Было восемь утра, мы только что позавтракали. Дождь лил как из ведра. Мы с Виолетой надели плащи и резиновые сапоги и вооружились зонтиками. Фернандито, который спустился к завтраку последним, присоединился к нам в прихожей — с сумкой за спиной, готовый к выходу. Я спросила:

— Ты что, так и пойдешь?

— Да.

— Ты с ума сошел? Дождь будет лить целый день, разве не видишь? Надень плащ.

— Он скоро перестанет. После уроков дождя никогда не бывает.

— Не выдумывай! Сейчас же надень плащ!

— Неохота, — сказал он.

Потом открыл дверь и вышел. Правда, у выхода ему пришлось остановиться, потому что за дождевой завесой даже изгородь была не видна. Дождь падал почти отвесно — сплошная зеленовато-коричневая стена. Я схватила Фернандито за воротник свитера и втолкнула обратно в прихожую.

— Сейчас же надевай плащ, дурак! Этот дождь надолго!

Тут вмешалась Виолета:

— Потом, когда схватишь двустороннее воспаление легких, не жалуйся, а ты его обязательно схватишь, если все утро просидишь в мокрой одежде.

— Сама надевай, если хочешь.

— Я уже надела, разве не видно, — сказала Виолета и, приподняв полы плаща, присела в реверансе.

В тот момент я не злилась, просто делала вид. Скорее я была удивлена, так как Фернандито обычно никому не перечил, и решила, что лучше попытаться его убедить, чем заставлять.

— Почему ты не хочешь надевать плащ? — спросила я. — Он очень красивый, и ты сам его выбрал, разве нет?

— Потому что у нас в классе никто не ходит в плаще, — сказал Фернандито, глядя в пол.

— Лучше ходить мокрыми, да? — сказала Виолета.

— Нам все равно. А потом дождь кончится, и плащ придется тащить в руках. И вообще, это девчачий плащ, только девчонки носят такие, да еще белый.

Я взглянула на свои новые часики — времени было уже много, и мы все могли опоздать.

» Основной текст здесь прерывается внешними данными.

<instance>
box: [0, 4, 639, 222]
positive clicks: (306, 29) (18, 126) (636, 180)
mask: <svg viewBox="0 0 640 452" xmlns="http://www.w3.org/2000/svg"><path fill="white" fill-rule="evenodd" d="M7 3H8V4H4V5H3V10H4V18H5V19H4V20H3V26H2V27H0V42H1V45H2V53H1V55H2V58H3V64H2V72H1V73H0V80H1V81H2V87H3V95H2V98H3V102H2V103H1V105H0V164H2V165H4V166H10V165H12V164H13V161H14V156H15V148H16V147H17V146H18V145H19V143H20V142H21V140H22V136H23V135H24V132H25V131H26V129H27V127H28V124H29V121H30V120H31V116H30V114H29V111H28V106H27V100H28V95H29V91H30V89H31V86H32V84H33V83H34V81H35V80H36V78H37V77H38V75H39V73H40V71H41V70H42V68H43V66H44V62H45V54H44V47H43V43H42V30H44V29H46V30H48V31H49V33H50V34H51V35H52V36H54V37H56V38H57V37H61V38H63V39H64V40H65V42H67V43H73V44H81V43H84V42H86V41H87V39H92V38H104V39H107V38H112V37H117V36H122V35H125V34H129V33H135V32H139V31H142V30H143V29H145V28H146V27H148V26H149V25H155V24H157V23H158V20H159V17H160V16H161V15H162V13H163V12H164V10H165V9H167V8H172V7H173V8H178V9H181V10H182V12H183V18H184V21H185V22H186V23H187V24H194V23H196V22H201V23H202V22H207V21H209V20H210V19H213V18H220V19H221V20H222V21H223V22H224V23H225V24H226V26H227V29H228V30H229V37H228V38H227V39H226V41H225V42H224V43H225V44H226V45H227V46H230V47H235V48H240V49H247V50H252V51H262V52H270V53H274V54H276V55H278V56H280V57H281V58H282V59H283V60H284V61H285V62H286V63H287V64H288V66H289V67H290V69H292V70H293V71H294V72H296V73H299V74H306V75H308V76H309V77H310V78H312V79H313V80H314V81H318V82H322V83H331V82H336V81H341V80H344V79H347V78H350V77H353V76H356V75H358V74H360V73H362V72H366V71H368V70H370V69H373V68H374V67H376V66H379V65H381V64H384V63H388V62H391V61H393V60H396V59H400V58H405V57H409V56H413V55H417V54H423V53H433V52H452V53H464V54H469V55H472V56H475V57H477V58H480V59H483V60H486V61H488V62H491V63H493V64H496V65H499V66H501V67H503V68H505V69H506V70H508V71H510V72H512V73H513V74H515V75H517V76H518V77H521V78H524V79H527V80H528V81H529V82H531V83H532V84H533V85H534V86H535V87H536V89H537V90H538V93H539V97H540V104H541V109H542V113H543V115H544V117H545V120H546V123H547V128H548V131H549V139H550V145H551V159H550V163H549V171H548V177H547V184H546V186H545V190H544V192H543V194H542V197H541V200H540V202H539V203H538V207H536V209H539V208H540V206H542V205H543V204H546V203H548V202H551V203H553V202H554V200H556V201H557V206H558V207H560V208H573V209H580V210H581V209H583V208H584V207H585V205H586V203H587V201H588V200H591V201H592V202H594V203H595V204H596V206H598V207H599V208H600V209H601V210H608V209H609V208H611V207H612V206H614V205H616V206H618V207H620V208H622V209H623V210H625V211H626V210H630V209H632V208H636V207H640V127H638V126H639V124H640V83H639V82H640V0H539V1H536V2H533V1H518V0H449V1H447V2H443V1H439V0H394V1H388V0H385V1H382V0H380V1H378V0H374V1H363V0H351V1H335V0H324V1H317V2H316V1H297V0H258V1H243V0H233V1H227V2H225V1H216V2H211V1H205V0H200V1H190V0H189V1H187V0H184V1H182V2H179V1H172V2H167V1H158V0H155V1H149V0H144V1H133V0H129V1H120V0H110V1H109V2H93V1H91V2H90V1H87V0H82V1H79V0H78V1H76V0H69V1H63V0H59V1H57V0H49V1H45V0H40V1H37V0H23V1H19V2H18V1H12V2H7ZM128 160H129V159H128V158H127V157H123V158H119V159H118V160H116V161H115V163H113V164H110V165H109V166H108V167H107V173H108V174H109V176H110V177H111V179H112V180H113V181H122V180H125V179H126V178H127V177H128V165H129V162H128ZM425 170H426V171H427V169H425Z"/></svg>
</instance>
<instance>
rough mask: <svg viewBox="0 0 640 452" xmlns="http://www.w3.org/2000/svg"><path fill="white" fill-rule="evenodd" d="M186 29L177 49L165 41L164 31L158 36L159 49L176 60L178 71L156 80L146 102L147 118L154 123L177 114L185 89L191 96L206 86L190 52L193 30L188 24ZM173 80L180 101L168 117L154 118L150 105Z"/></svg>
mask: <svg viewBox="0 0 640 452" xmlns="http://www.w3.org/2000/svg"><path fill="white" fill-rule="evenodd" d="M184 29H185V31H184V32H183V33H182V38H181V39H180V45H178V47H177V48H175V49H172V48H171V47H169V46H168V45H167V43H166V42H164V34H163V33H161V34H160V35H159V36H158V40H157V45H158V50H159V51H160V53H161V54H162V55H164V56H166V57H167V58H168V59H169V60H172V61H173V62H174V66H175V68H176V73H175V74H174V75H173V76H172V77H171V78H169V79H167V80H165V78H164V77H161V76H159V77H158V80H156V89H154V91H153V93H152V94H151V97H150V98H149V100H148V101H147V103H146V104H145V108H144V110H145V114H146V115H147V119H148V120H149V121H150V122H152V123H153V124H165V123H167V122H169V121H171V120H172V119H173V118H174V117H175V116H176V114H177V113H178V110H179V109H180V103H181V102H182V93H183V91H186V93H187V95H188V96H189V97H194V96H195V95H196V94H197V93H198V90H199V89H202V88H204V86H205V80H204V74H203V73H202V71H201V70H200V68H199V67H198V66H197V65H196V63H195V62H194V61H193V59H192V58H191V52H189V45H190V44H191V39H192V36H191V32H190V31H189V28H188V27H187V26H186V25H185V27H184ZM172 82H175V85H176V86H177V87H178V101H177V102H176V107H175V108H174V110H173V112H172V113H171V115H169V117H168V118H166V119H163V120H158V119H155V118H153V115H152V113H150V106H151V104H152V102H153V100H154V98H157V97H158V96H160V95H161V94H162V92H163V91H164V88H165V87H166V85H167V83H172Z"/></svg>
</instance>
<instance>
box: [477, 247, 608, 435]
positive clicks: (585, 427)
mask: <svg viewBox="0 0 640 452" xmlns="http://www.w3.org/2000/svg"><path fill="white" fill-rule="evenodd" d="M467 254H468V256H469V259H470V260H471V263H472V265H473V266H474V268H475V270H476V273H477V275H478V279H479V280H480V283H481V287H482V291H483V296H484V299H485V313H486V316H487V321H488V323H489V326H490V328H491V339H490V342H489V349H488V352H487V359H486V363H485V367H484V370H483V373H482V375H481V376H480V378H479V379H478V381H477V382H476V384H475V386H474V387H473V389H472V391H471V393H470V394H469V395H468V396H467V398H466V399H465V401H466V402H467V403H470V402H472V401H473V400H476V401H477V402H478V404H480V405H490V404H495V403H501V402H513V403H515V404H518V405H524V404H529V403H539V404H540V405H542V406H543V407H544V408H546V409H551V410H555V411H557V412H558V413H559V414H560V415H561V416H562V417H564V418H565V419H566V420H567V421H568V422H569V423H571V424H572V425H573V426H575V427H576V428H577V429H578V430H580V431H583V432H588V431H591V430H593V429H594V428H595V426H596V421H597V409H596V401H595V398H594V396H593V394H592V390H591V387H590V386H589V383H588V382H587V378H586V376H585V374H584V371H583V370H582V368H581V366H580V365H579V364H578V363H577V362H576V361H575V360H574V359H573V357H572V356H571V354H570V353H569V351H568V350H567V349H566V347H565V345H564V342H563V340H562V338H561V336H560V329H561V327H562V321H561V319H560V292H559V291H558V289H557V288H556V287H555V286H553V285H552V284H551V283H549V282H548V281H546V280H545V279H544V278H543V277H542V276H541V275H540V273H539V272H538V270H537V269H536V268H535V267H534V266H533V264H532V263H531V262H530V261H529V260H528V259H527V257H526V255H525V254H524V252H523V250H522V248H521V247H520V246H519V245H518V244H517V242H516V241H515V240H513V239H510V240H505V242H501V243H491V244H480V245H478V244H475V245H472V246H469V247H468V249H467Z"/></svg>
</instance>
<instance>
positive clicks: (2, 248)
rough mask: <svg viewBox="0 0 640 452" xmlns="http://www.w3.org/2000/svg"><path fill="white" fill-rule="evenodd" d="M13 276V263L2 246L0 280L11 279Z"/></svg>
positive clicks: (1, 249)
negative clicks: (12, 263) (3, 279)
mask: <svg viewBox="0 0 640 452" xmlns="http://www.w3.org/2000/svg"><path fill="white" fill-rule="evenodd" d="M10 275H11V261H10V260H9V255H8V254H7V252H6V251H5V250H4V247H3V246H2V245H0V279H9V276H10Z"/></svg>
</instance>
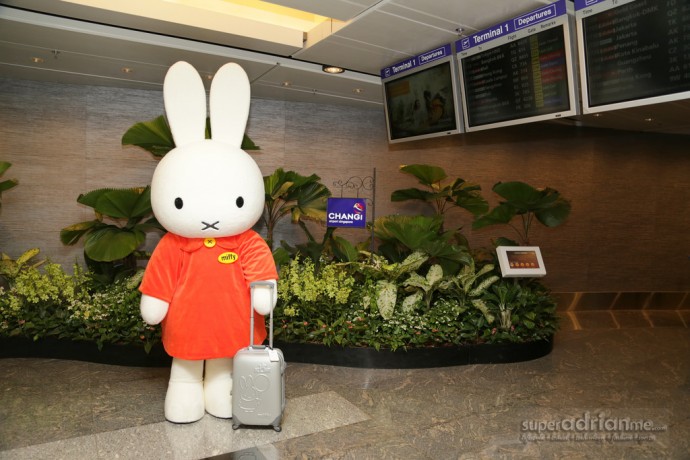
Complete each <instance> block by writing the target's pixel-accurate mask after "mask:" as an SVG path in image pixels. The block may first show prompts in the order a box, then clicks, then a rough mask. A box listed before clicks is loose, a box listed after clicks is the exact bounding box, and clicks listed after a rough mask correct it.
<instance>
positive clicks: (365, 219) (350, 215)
mask: <svg viewBox="0 0 690 460" xmlns="http://www.w3.org/2000/svg"><path fill="white" fill-rule="evenodd" d="M326 224H327V226H329V227H350V228H365V227H366V224H367V205H366V200H365V199H364V198H329V199H328V206H327V208H326Z"/></svg>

Тогда я достала из шкафа плащ и протянула Фернандито. Я была старшая и знала, что делать.

— Надевай плащ, — сухо сказала я. Фернандито пристально посмотрел на меня, развернулся и вышел на улицу. В этот момент в прихожую вошла фрейлейн Ханна.

— Entschuldige, bitte, — сказала она и добавила: — Der Regenmantel![40]

Фернандито, который мрачно смотрел на потоки воды, вернулся и надел плащ, причем фрейлейн Ханна даже пальцем не пошевелила, чтобы ему помочь.

Вот теперь я действительно разозлилась. Задыхаясь, ровно в девять я вбежала в школу. Фернандито с Виолетой опоздали, и их обоих внесли в список наказанных. Я злилась весь день до вечера — сначала на Фернандито, а потом не знаю на кого, на всех, кого считала виноватыми. Наконец я закрылась в ванной и разревелась, а когда взглянула на себя в зеркало, оказалось, все лицо у меня красное. Я хорошенько умылась с мылом, но ничего не изменилось, стало даже еще хуже. Тогда я уселась на крышку унитаза и просидела так, пока Виолета не постучалась, чтобы умыться перед сном. Прежде чем открыть ей, я опять мельком взглянула в зеркало и обнаружила, что теперь я, наоборот, бледная, как привидение, наверное, от досады или чувства вины. Когда я легла, в мерцающей темноте спальни размеренное дыхание Виолеты напомнило о морском прибое или тихом дождичке, в который превратился утренний ливень, но мне не было дела до того, что происходит вокруг меня — я была замкнута в кругу своего сознания и допоздна в нем копалась.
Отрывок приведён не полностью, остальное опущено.